Mittwoch, März 19, 2014

Sünden mit Ablasswunsch

„Neues“ Johnny-Cash-Album „Out Among The Stars“: Nachschub aus dem Nachlass 

In den späten 80er und frühen 90er Jahren hörte man diese und ähnliche Musik bei Familienausflügen ins Grüne aus dem Seniorenradio seufzen. Die Songs klangen lieblich, vertrauten auf den Zierrat schmalziger Streicher und kamen zum hatscherten Countryfest-Bass schunkelnd daher. Die Welt war schön, heil und harmonisch.

In Österreich kannte man Johnny Cash als Schmähführer aus der „Peter-Alexander-Show“. Er sang im Duett mit dem heimischen Entertainer wienerische Welthits wie „Jetzt trinkʼn ma noch a Flascherl Wein“ und übernahm darin das „Holladio“. Das kam gut an – und man verstand es. Dass Johnny Cash bei uns auch im Regionalradio funktionierte, war wiederum jenem Sound geschuldet, der sich im Nashville der 80er Jahre endgültig ins Glatt-Beliebige verkehrte. 

Doppelte Böden 

Auch zwölf „neue“ Songs, die unter dem Titel „Out Among The Stars“ am Freitag erscheinen und von Johnny Cash in den Jahren 1981 und 1984 eingespielt wurden, dokumentieren diese Ästhetik – und erklären den doppelten Boden, auf dem sich die Sonntagsfahrten auch eingedenk nicht vorhandener Englischkenntnisse der Hörerschaft bewegten. Immerhin erzählt Cash im Titelsong des Albums nicht nur von einem Ladendiebstahl in der texanischen Pampa, der – weiß Gott! – tödlich ausgehen wird. Er singt mit „I Drove Her Out Of My Mind“ auch über eine Beziehung und deren Ende per Mord und Suizid. Allerdings lässt es sich zum Erlösungs-Gospel des Backgroundchors vortrefflich schunkeln, ehe über den zum Abschluss gereichten Läuterungs-Country von „I Came To Believe“ im seligen Dreivierteltakt wieder in den Schoß von Jesus Christus heimgekehrt wird. Und vergib uns unsere Schuld!
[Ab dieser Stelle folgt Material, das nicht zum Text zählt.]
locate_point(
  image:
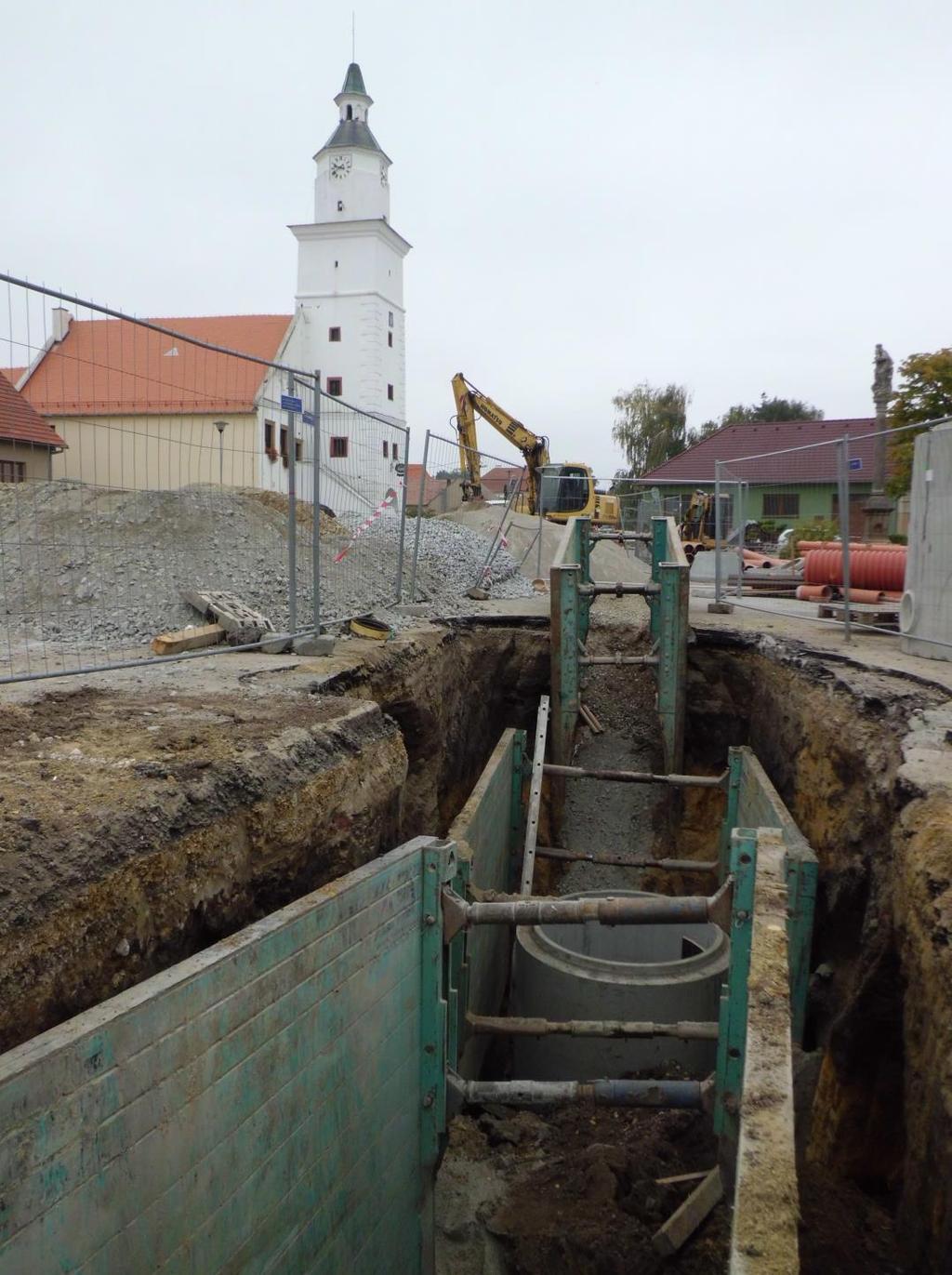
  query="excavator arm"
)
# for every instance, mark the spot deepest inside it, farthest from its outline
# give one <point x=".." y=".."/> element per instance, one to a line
<point x="535" y="449"/>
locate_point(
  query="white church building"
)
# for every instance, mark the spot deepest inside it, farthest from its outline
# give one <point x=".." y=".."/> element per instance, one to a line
<point x="138" y="409"/>
<point x="350" y="319"/>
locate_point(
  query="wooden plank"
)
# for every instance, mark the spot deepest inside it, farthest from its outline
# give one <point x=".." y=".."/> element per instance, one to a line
<point x="532" y="821"/>
<point x="688" y="1216"/>
<point x="188" y="639"/>
<point x="682" y="1177"/>
<point x="763" y="1233"/>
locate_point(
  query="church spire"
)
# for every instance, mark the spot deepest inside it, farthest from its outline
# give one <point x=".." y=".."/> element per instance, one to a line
<point x="353" y="81"/>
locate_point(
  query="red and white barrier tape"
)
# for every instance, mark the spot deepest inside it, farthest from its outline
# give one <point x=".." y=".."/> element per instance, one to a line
<point x="368" y="522"/>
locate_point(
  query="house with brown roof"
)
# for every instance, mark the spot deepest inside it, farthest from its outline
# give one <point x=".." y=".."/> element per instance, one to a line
<point x="501" y="481"/>
<point x="27" y="442"/>
<point x="137" y="408"/>
<point x="787" y="471"/>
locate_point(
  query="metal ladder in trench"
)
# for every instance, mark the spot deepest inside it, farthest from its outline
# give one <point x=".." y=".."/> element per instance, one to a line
<point x="461" y="913"/>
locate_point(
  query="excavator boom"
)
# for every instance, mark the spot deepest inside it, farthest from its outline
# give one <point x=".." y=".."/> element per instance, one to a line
<point x="556" y="491"/>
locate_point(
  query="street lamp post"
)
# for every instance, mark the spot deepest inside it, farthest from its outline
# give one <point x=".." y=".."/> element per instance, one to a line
<point x="220" y="426"/>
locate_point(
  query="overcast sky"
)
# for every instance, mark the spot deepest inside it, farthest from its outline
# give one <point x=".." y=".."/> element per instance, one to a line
<point x="742" y="196"/>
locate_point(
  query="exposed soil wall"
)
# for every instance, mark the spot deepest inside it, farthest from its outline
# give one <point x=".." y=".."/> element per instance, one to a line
<point x="845" y="746"/>
<point x="138" y="825"/>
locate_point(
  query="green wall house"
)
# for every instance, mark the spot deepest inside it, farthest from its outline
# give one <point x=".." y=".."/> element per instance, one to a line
<point x="781" y="484"/>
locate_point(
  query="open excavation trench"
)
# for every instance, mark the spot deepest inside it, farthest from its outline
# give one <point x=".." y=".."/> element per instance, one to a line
<point x="141" y="822"/>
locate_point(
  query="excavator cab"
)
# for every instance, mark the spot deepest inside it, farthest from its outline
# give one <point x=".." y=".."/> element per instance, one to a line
<point x="566" y="491"/>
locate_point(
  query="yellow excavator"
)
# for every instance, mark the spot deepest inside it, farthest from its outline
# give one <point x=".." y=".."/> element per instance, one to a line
<point x="559" y="491"/>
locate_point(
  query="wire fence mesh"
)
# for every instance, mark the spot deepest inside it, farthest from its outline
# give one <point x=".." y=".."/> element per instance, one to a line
<point x="143" y="460"/>
<point x="808" y="533"/>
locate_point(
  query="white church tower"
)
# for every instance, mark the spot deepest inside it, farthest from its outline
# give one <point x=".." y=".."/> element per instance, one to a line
<point x="350" y="274"/>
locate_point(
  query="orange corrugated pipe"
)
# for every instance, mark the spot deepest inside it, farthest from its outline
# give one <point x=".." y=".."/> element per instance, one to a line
<point x="873" y="567"/>
<point x="873" y="595"/>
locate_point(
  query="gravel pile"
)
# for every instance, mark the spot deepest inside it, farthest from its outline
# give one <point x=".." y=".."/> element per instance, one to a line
<point x="95" y="567"/>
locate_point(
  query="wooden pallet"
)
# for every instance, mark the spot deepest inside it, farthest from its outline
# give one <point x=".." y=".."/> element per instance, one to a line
<point x="883" y="615"/>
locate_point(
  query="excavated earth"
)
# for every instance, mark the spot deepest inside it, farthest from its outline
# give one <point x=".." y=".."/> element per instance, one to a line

Die aus einer Archiventstaubung durch Sohnemann John Carter Cash hervorgegangene Veröffentlichung datiert hörbar auf eine künstlerisch schwierige Phase des „Man in Black“ zurück. Nach unambitionierten und nicht nur wegen des Niedergangs von Country zum Subgenre erfolglosen Alben sowie auch aufgrund Cashs neuentdeckter Neigung zum christlichen Nischenwerk beschloss man bei Columbia Records, das einstige Zugpferd nur mehr nach Vorschrift zu promoten. Ein enttäuschter Cash zog die Konsequenzen und erlebte nach dem Wechsel zu Mercury Records noch schlechtere Jahre. Erst die Zusammenarbeit mit Rick Rubin sorgte ab 1994 für ein übermächtiges Alterswerk, das den Sänger überwiegend alleine an der Gitarre und mit vom Leben gezeichnetem Grubenbass auch für neue Generationen interessant und künstlerisch unsterblich machte. Ohne übertriebene Country-Klischees, sehr wohl aber mit der nötigen Dosis Altmänner-Pathos, entstanden Gänsehaut erzeugende, in ihrer Reduktion auf das Wesentliche erhabene Coverversionen, die nichts weniger als die Vorlagen übertreffende Aneignungen waren. 

Unentschiedener Cash 

Das von Columbia in den 80er Jahren abgelehnte Material, das „Out Among The Stars“ nun versammelt und ausgerechnet vom zu Columbia und Sony Music gehörenden Reissue-Label Legacy Recordings instrumentalisiert wird, um die posthume Geldmaschine zu schmieren, leidet hingegen unter zwei Umständen: Einerseits wird unter Regie des synonym für den glattpolierten „Countrypolitan“-Sound stehenden Produzenten Billy Sherrill auf exakt jene Klischees vertraut, die man dem späten Johnny Cash erst verbieten musste. Andererseits hören wir einen unentschiedenen Musiker, der wahlweise frömmelnd oder heimatlich-patriotisch zwischen  Truckerbar-Country, Rockabilly-Ruinen und Nashville-Schlager mäandert.

Trotz guter Momente wie etwa „Don’t You Think It’s Come Our Time“ als Zeugnis einer Lebensliebe, das im Duett mit June Carter Cash erschallt, ist „Out Among The Stars“ als Angelegenheit für Die-Hard-Fans zu betrachten – sowie als Dokument einer Zeit, die für Johnny Cash und die Country-Branche als solche nicht einfach war.